(Александр Гаррос. Непереводимая игра слов)
Опубликовано в журнале Новый Мир, номер 6, 2017
Александр Гаррос.
Непереводимая игра слов. М., «АСТ», 2016, 544 стр. («Уроки чтения»).
Первое,
что следует сказать о «Непереводимой игре слов» журналиста и писателя Александра Гарроса:
это, безусловно, книга, а не сборник. Книга своеобразных эссеистических
повествований — о «неспешности» Алексея Германа, о Захаре Прилепине,
о киномагнате и продюсере Александре Роднянском. Повествований, дополненных
отдельными статьями. В центре каждого рассказа — интервью, прямая речь
«персонажа», но также и прямая речь рассказчика в диалоге с персонажем,
отличающаяся от прямой речи рассказчика же как
повествователя. Журналиста Гарроса в этой книге занимают прежде всего связи продуцируемых произведений его
«персонажей» с реальностью, в том числе — в процессе самого продуцирования.

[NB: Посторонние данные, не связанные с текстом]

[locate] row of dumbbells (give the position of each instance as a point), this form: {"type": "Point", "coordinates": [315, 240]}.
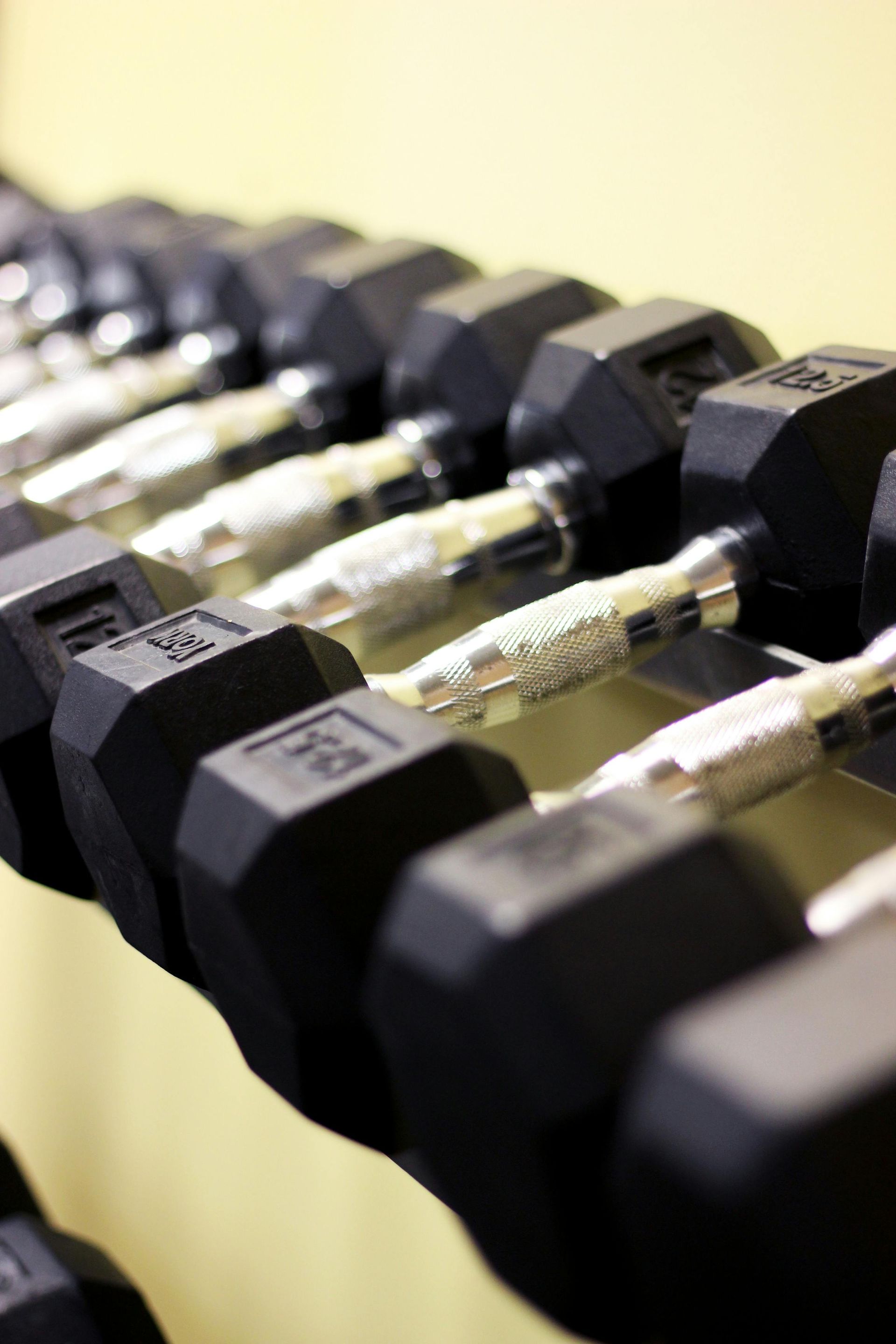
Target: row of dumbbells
{"type": "Point", "coordinates": [405, 944]}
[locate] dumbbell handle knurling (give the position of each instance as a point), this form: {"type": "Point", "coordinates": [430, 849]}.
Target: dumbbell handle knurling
{"type": "Point", "coordinates": [766, 741]}
{"type": "Point", "coordinates": [575, 639]}
{"type": "Point", "coordinates": [61, 416]}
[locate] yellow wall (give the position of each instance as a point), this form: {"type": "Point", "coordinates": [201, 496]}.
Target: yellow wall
{"type": "Point", "coordinates": [736, 154]}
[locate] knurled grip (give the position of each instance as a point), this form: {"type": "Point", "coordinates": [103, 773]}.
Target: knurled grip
{"type": "Point", "coordinates": [531, 658]}
{"type": "Point", "coordinates": [390, 577]}
{"type": "Point", "coordinates": [21, 373]}
{"type": "Point", "coordinates": [279, 512]}
{"type": "Point", "coordinates": [62, 416]}
{"type": "Point", "coordinates": [765, 742]}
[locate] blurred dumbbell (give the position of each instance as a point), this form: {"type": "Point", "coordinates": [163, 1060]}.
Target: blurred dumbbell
{"type": "Point", "coordinates": [757, 1172]}
{"type": "Point", "coordinates": [217, 312]}
{"type": "Point", "coordinates": [343, 315]}
{"type": "Point", "coordinates": [45, 287]}
{"type": "Point", "coordinates": [19, 211]}
{"type": "Point", "coordinates": [778, 480]}
{"type": "Point", "coordinates": [58, 1289]}
{"type": "Point", "coordinates": [520, 967]}
{"type": "Point", "coordinates": [557, 651]}
{"type": "Point", "coordinates": [126, 287]}
{"type": "Point", "coordinates": [594, 439]}
{"type": "Point", "coordinates": [347, 324]}
{"type": "Point", "coordinates": [138, 839]}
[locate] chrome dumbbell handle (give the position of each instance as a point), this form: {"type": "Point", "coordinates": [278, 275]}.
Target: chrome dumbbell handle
{"type": "Point", "coordinates": [402, 574]}
{"type": "Point", "coordinates": [62, 416]}
{"type": "Point", "coordinates": [580, 637]}
{"type": "Point", "coordinates": [768, 741]}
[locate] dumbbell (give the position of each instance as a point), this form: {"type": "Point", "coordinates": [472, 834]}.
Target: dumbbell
{"type": "Point", "coordinates": [201, 693]}
{"type": "Point", "coordinates": [594, 439]}
{"type": "Point", "coordinates": [19, 213]}
{"type": "Point", "coordinates": [58, 1289]}
{"type": "Point", "coordinates": [128, 277]}
{"type": "Point", "coordinates": [292, 838]}
{"type": "Point", "coordinates": [519, 968]}
{"type": "Point", "coordinates": [778, 482]}
{"type": "Point", "coordinates": [58, 597]}
{"type": "Point", "coordinates": [216, 314]}
{"type": "Point", "coordinates": [514, 312]}
{"type": "Point", "coordinates": [344, 314]}
{"type": "Point", "coordinates": [756, 1170]}
{"type": "Point", "coordinates": [45, 287]}
{"type": "Point", "coordinates": [35, 839]}
{"type": "Point", "coordinates": [468, 347]}
{"type": "Point", "coordinates": [766, 419]}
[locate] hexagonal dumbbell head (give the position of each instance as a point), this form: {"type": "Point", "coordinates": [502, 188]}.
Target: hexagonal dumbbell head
{"type": "Point", "coordinates": [61, 1291]}
{"type": "Point", "coordinates": [57, 599]}
{"type": "Point", "coordinates": [757, 1170]}
{"type": "Point", "coordinates": [516, 973]}
{"type": "Point", "coordinates": [133, 274]}
{"type": "Point", "coordinates": [289, 845]}
{"type": "Point", "coordinates": [237, 281]}
{"type": "Point", "coordinates": [791, 457]}
{"type": "Point", "coordinates": [610, 398]}
{"type": "Point", "coordinates": [462, 358]}
{"type": "Point", "coordinates": [344, 314]}
{"type": "Point", "coordinates": [879, 584]}
{"type": "Point", "coordinates": [133, 720]}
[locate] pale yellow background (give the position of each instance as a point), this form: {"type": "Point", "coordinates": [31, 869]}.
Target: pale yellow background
{"type": "Point", "coordinates": [741, 154]}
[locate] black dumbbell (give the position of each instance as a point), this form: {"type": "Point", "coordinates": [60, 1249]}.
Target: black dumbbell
{"type": "Point", "coordinates": [519, 968]}
{"type": "Point", "coordinates": [756, 1172]}
{"type": "Point", "coordinates": [292, 839]}
{"type": "Point", "coordinates": [344, 312]}
{"type": "Point", "coordinates": [476, 336]}
{"type": "Point", "coordinates": [198, 693]}
{"type": "Point", "coordinates": [60, 597]}
{"type": "Point", "coordinates": [58, 1289]}
{"type": "Point", "coordinates": [778, 480]}
{"type": "Point", "coordinates": [762, 414]}
{"type": "Point", "coordinates": [128, 277]}
{"type": "Point", "coordinates": [21, 210]}
{"type": "Point", "coordinates": [217, 312]}
{"type": "Point", "coordinates": [594, 439]}
{"type": "Point", "coordinates": [48, 279]}
{"type": "Point", "coordinates": [879, 585]}
{"type": "Point", "coordinates": [144, 835]}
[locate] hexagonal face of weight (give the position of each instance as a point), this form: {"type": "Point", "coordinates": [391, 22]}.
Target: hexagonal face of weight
{"type": "Point", "coordinates": [62, 1291]}
{"type": "Point", "coordinates": [289, 846]}
{"type": "Point", "coordinates": [879, 582]}
{"type": "Point", "coordinates": [57, 599]}
{"type": "Point", "coordinates": [348, 306]}
{"type": "Point", "coordinates": [515, 976]}
{"type": "Point", "coordinates": [791, 457]}
{"type": "Point", "coordinates": [757, 1171]}
{"type": "Point", "coordinates": [465, 351]}
{"type": "Point", "coordinates": [612, 397]}
{"type": "Point", "coordinates": [133, 720]}
{"type": "Point", "coordinates": [238, 277]}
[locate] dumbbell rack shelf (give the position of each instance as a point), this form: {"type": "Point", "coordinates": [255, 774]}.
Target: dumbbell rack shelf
{"type": "Point", "coordinates": [714, 665]}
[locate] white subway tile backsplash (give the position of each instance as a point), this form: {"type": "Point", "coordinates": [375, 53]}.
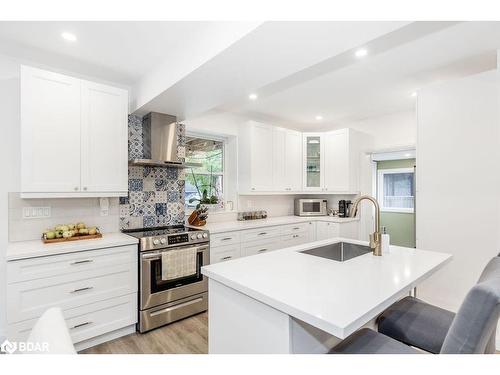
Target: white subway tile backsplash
{"type": "Point", "coordinates": [63, 210]}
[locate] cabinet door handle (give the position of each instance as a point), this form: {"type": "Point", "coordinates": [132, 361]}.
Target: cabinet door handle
{"type": "Point", "coordinates": [82, 289]}
{"type": "Point", "coordinates": [81, 261]}
{"type": "Point", "coordinates": [81, 325]}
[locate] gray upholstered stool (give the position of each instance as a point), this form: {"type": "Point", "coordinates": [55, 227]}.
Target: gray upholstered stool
{"type": "Point", "coordinates": [413, 322]}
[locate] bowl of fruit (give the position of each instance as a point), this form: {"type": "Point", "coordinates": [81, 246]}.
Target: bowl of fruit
{"type": "Point", "coordinates": [70, 232]}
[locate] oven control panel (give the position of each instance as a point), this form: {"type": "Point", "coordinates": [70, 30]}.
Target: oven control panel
{"type": "Point", "coordinates": [170, 240]}
{"type": "Point", "coordinates": [178, 239]}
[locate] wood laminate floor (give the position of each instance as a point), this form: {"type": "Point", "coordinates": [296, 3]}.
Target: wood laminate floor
{"type": "Point", "coordinates": [187, 336]}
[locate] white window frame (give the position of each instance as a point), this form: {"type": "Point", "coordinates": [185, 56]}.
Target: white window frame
{"type": "Point", "coordinates": [190, 209]}
{"type": "Point", "coordinates": [380, 190]}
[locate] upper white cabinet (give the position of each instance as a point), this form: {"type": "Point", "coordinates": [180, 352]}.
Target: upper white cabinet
{"type": "Point", "coordinates": [255, 155]}
{"type": "Point", "coordinates": [287, 158]}
{"type": "Point", "coordinates": [104, 138]}
{"type": "Point", "coordinates": [73, 136]}
{"type": "Point", "coordinates": [313, 161]}
{"type": "Point", "coordinates": [269, 159]}
{"type": "Point", "coordinates": [331, 161]}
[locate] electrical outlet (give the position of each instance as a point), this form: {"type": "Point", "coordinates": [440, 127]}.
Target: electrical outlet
{"type": "Point", "coordinates": [36, 212]}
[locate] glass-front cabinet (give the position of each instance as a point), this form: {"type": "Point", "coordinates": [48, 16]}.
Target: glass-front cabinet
{"type": "Point", "coordinates": [313, 162]}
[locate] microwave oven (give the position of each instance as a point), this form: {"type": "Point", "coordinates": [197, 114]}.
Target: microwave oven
{"type": "Point", "coordinates": [310, 207]}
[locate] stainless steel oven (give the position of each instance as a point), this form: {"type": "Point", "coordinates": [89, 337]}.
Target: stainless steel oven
{"type": "Point", "coordinates": [164, 301]}
{"type": "Point", "coordinates": [310, 207]}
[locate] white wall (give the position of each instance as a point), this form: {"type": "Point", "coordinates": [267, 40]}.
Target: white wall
{"type": "Point", "coordinates": [390, 131]}
{"type": "Point", "coordinates": [458, 189]}
{"type": "Point", "coordinates": [9, 153]}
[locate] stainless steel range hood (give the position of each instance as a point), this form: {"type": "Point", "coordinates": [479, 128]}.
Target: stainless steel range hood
{"type": "Point", "coordinates": [160, 141]}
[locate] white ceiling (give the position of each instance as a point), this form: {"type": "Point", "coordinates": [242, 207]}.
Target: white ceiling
{"type": "Point", "coordinates": [118, 51]}
{"type": "Point", "coordinates": [299, 69]}
{"type": "Point", "coordinates": [380, 83]}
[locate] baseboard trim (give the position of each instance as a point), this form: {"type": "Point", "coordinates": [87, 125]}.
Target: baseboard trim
{"type": "Point", "coordinates": [82, 345]}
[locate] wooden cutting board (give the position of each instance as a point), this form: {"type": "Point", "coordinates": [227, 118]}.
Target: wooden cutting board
{"type": "Point", "coordinates": [74, 238]}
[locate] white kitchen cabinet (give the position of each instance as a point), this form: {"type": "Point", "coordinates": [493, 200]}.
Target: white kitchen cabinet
{"type": "Point", "coordinates": [95, 289]}
{"type": "Point", "coordinates": [337, 164]}
{"type": "Point", "coordinates": [311, 229]}
{"type": "Point", "coordinates": [331, 161]}
{"type": "Point", "coordinates": [73, 136]}
{"type": "Point", "coordinates": [313, 162]}
{"type": "Point", "coordinates": [327, 230]}
{"type": "Point", "coordinates": [255, 155]}
{"type": "Point", "coordinates": [50, 132]}
{"type": "Point", "coordinates": [287, 160]}
{"type": "Point", "coordinates": [104, 138]}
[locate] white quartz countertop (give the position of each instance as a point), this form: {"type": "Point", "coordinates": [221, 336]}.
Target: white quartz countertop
{"type": "Point", "coordinates": [36, 248]}
{"type": "Point", "coordinates": [336, 297]}
{"type": "Point", "coordinates": [229, 226]}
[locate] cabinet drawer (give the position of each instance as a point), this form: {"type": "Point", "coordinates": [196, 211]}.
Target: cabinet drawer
{"type": "Point", "coordinates": [29, 299]}
{"type": "Point", "coordinates": [88, 321]}
{"type": "Point", "coordinates": [223, 239]}
{"type": "Point", "coordinates": [72, 264]}
{"type": "Point", "coordinates": [258, 247]}
{"type": "Point", "coordinates": [294, 239]}
{"type": "Point", "coordinates": [259, 234]}
{"type": "Point", "coordinates": [225, 253]}
{"type": "Point", "coordinates": [294, 228]}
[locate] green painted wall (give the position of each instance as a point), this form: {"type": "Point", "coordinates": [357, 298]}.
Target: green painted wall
{"type": "Point", "coordinates": [400, 226]}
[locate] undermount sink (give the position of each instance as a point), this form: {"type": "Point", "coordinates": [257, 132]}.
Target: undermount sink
{"type": "Point", "coordinates": [340, 251]}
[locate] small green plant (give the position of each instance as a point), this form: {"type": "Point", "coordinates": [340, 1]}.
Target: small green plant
{"type": "Point", "coordinates": [206, 196]}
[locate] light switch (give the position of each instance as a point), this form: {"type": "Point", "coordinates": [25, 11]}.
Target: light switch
{"type": "Point", "coordinates": [36, 212]}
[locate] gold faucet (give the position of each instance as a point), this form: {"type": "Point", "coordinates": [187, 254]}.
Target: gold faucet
{"type": "Point", "coordinates": [375, 237]}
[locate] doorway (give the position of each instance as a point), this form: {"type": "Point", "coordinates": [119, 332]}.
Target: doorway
{"type": "Point", "coordinates": [395, 192]}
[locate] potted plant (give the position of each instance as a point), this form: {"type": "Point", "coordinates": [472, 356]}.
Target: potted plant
{"type": "Point", "coordinates": [207, 193]}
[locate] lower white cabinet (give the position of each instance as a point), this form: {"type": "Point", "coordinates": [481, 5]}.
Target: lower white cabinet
{"type": "Point", "coordinates": [326, 230]}
{"type": "Point", "coordinates": [235, 244]}
{"type": "Point", "coordinates": [96, 291]}
{"type": "Point", "coordinates": [261, 246]}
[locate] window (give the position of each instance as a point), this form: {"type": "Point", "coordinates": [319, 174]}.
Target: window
{"type": "Point", "coordinates": [209, 176]}
{"type": "Point", "coordinates": [395, 190]}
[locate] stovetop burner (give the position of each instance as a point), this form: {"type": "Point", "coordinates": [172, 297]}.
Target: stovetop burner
{"type": "Point", "coordinates": [159, 231]}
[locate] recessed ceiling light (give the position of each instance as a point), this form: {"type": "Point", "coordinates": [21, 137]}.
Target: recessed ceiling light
{"type": "Point", "coordinates": [68, 36]}
{"type": "Point", "coordinates": [361, 52]}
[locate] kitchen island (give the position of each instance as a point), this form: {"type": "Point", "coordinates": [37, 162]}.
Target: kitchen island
{"type": "Point", "coordinates": [287, 301]}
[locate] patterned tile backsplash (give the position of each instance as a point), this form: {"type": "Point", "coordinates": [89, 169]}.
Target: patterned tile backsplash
{"type": "Point", "coordinates": [156, 194]}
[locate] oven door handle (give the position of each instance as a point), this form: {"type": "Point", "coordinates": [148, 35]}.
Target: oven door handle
{"type": "Point", "coordinates": [157, 254]}
{"type": "Point", "coordinates": [150, 256]}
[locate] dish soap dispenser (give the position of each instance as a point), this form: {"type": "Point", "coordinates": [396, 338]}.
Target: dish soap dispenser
{"type": "Point", "coordinates": [385, 241]}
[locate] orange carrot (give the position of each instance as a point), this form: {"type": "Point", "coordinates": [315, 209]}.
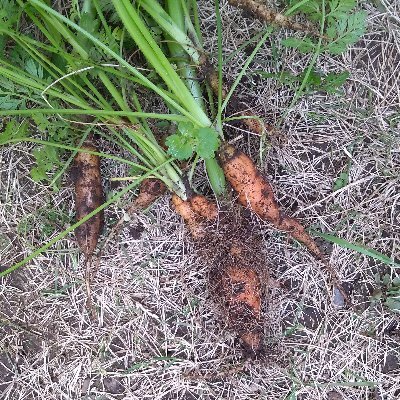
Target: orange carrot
{"type": "Point", "coordinates": [233, 271]}
{"type": "Point", "coordinates": [256, 192]}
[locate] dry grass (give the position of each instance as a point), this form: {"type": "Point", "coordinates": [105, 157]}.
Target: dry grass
{"type": "Point", "coordinates": [157, 335]}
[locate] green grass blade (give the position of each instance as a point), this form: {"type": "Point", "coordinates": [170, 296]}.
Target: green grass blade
{"type": "Point", "coordinates": [357, 247]}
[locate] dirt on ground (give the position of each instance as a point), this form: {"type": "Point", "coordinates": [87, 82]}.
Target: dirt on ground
{"type": "Point", "coordinates": [161, 332]}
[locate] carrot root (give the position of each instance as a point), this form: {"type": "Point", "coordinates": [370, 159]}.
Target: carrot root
{"type": "Point", "coordinates": [255, 192]}
{"type": "Point", "coordinates": [269, 16]}
{"type": "Point", "coordinates": [89, 196]}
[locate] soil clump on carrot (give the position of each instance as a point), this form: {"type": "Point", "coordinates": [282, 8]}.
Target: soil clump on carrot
{"type": "Point", "coordinates": [238, 270]}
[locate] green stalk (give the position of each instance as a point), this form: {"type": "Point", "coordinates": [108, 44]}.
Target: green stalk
{"type": "Point", "coordinates": [187, 111]}
{"type": "Point", "coordinates": [171, 24]}
{"type": "Point", "coordinates": [215, 174]}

Стилиста Гарроса занимает монтаж разных манер
повествования, «авторской» речи.
Сначала
может показаться, что материалы, посвященные Роднянскому и Герману, идут в
книге блоками эссе. Но на деле каждый блок — поделенная на главки новелла,
вернее — рассказ. В русском рассказе новеллистичность
сочетается с медитативностью и сентенциями,
порождаемыми ею. Сентенции «рассказчика» и реплики интервью — несущие структуры
рассказов у Гарроса.
Эти
рассказы Гарроса — не новеллы, в отличие от ряда
аналогичных по форме новелл Э. Лимонова, где противопоставлены рассказчик и его
контрагент, главный персонаж («Красавица, вдохновлявшая поэта», «On the Wild Side», «Интервью с редактором»). И даже не потому, что они
эссеистичны, — после Кундеры
эссеистичность вряд ли вменится в вину какому-либо литературному
жанру. И не потому или не столько потому, что в них отсутствует эксплицитная
коллизия персонажей (например, ключевых — собственно главного персонажа и
рассказчика). Более всего потому, что пружина новеллы, основа ее сюжетной формы
— связь между двумя событиями. Либо повторяется событие, которое не должно
повториться, либо не повторяется событие, которое повториться должно (И. П. Смирнов).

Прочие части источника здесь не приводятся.